A collaborative fault diagnosis model based on an attention-weighted multiscale convolutional neural network and an improved multi-grained cascade forest

Abstract

Abstract The health of rolling bearings is of great significance to ensure the smooth operation of rotating machinery. Failure of rolling bearings will lead to severe accidents, prolonged downtime or sub-stantial economic losses. Therefore, timely monitoring and diagnosing the health status of rolling bearings is essential to ensure the reliable operation of industrial systems. Deep learning methods have widely applied in industry due to their powerful feature extraction capabilities. However, the fault signals of rolling bearings with complex and variable working conditions exhibit high nonlinearity. To extract the nonlinear features of the fault signal, the traditional deep models often have complex structures and large parameter matrices. It is challenging to train models, obtain high efficiency, and achieve satisfactory results.

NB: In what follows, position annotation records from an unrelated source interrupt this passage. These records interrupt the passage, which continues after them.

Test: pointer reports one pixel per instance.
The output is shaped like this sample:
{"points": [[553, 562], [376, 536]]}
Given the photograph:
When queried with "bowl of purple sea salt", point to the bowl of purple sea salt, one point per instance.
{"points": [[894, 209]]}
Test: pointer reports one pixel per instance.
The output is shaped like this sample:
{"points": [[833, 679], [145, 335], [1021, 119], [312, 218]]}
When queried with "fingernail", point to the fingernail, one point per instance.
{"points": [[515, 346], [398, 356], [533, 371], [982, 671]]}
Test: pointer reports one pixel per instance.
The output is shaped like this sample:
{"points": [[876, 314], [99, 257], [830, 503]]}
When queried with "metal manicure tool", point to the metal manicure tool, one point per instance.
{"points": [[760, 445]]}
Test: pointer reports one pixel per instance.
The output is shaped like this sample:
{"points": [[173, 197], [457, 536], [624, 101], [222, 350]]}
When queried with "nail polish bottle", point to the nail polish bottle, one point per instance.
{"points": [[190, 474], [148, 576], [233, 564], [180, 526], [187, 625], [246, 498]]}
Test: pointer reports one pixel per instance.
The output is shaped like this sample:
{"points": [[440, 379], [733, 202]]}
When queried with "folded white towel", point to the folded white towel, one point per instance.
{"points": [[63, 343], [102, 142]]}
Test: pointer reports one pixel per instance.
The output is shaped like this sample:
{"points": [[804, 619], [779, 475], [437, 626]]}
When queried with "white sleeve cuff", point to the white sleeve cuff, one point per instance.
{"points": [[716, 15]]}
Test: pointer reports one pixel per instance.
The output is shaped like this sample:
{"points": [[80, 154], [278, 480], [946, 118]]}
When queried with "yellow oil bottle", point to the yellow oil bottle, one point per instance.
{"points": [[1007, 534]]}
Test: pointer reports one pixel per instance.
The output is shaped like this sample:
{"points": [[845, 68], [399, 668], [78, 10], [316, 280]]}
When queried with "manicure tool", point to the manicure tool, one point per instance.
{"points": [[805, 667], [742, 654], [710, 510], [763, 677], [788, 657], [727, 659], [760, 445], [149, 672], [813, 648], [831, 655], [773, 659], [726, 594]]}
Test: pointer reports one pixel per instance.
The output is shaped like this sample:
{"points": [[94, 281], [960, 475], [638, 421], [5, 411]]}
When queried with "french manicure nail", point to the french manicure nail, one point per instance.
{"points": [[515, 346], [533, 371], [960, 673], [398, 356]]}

Therefore, a novel collaborative diagnostic model (MsCNN-IgcForest) based on an attention-weighted multiscale convolutional neural network (MsCNN) and an improved multi-grained cascade forest (IgcForest) is proposed to process bearing fault signals. First, inspired by Xception, we design a lightweight attention-weighted MsCNN feature extraction model that uses attention mechanisms to suppress scattered features and improve the running speed by reducing the number of network training parameters. Second, the improved deep forest employs an attention-weighted MsCNN structure as a classifier instead of multi-grained scanning to reduce memory consumption and achieve fault recognition. Finally, the MsCNN-IgcForest model is verified by two cases of bearing diagnosis and the contrastive results show high fault diagnosis accuracy and strong robustness. In conclusion, the improved model shows good fault diagnosis performance and has a potential reference value for industrial fault diagnosis.